The Future of London Food series is brought to you by street food trailblazers, KERB, opening up their unique window into the ever changing face of the capital’s food industry with a much-requested series of talks. The Future of London Food will see KERB host panel discussions with some of the city’s most compelling voices in food to explore the issues, opportunities and trends shaping London’s food industry today. It is set to be a thought-provoking look at the relationships between city living and how we eat, lead by those who operate at its helm. The series as a whole aims to deliver predictions on future trends for London food and begins with an in-depth discussion of the ‘street food revolution’, how it has evolved from trend to part of the fabric of the city - and what’s next.

In Part 1, STREET FOOD EVOLUTION - How street food beat the trend label - and where to next?, the panel will be reflecting on the ‘street food revolution’ and asking how and why it came about. They will explore the reasons why, unlike most food fads, it has established itself as part of the fabric of London and is now a legitimate and burgeoning competitor to the traditional restaurant. Finally will come an examination of what the future holds and where-to-next for street food. Panelists:

Simon Mitchell, KERB Zan Kaufmann, Bleecker Burger Regan Koch, Queen Mary University of London Tony Solomon, Anna Mae’s Chair: Victoria Stewart, Food and Travel Journalist From KERB founder, Petra Barran’s early days of hawking chocolate from one of the city’s first food trucks, to the Credit Crunch that served to loosen up the London dining scene; and from 2010’s perfect storm of Twitter and Meatwagon, to the rush by developers to harness the cultural capital generated by the new-wave of food entrepreneurs emerging in its wake. Tacos, bao, dumplings, ramen, pulled pork, small plates, disused warehouses, meanwhile spaces... this has been a crucial decade in London food and KERB has been right there on the front line of it.

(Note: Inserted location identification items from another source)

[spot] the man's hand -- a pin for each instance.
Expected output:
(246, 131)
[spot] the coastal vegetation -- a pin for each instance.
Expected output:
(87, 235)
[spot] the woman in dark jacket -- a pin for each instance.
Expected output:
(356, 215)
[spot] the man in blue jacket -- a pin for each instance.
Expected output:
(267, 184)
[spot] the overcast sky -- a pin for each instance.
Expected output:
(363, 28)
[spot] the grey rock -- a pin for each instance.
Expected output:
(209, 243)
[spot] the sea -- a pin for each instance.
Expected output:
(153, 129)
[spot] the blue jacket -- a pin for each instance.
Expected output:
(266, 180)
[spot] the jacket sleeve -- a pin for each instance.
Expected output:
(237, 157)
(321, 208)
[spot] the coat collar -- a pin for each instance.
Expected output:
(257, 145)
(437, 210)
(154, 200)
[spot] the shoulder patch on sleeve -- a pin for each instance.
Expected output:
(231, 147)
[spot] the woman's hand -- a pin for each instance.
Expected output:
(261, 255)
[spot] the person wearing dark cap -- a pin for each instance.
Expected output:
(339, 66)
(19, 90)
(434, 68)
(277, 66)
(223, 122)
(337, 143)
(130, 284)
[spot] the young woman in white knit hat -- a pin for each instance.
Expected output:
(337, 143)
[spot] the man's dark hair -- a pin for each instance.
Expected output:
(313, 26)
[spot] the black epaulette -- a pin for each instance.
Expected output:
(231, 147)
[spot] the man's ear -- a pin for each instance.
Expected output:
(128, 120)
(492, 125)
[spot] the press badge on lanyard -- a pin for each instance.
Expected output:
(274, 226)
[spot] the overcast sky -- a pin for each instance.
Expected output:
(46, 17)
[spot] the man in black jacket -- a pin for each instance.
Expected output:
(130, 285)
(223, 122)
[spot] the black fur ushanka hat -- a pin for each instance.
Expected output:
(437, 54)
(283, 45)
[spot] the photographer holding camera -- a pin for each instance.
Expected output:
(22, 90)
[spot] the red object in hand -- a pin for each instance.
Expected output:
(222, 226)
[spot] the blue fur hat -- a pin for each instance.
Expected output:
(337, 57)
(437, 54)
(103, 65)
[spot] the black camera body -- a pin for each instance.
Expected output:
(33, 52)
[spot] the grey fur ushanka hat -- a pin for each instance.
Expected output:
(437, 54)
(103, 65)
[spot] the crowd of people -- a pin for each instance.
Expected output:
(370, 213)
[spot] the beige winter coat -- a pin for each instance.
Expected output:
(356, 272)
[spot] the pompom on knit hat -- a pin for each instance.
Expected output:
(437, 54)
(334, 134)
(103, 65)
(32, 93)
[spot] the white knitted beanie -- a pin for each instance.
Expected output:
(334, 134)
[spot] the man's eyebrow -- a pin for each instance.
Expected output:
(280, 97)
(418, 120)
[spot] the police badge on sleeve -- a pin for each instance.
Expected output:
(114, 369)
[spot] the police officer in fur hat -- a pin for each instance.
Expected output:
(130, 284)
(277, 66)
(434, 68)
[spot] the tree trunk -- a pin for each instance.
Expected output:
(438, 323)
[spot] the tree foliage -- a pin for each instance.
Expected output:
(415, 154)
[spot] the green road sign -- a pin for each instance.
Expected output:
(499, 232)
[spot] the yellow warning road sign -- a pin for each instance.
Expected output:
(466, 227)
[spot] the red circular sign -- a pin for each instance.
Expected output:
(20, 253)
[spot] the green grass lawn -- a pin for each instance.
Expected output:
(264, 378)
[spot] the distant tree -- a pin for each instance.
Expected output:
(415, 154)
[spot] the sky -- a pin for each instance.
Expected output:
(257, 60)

The story of KERB sits within the story of today’s wider food industry, influencing it, driving it, making it more expansive, playful and accessible, whilst also spotlighting ongoing challenges for everyone in this city trying to make great food on increasingly expensive square footage.

KERB's first Future of London Food series takes place on Wednesday 25th October at The Hoxton Hotel, Shoreditch from 7pm - 8pm.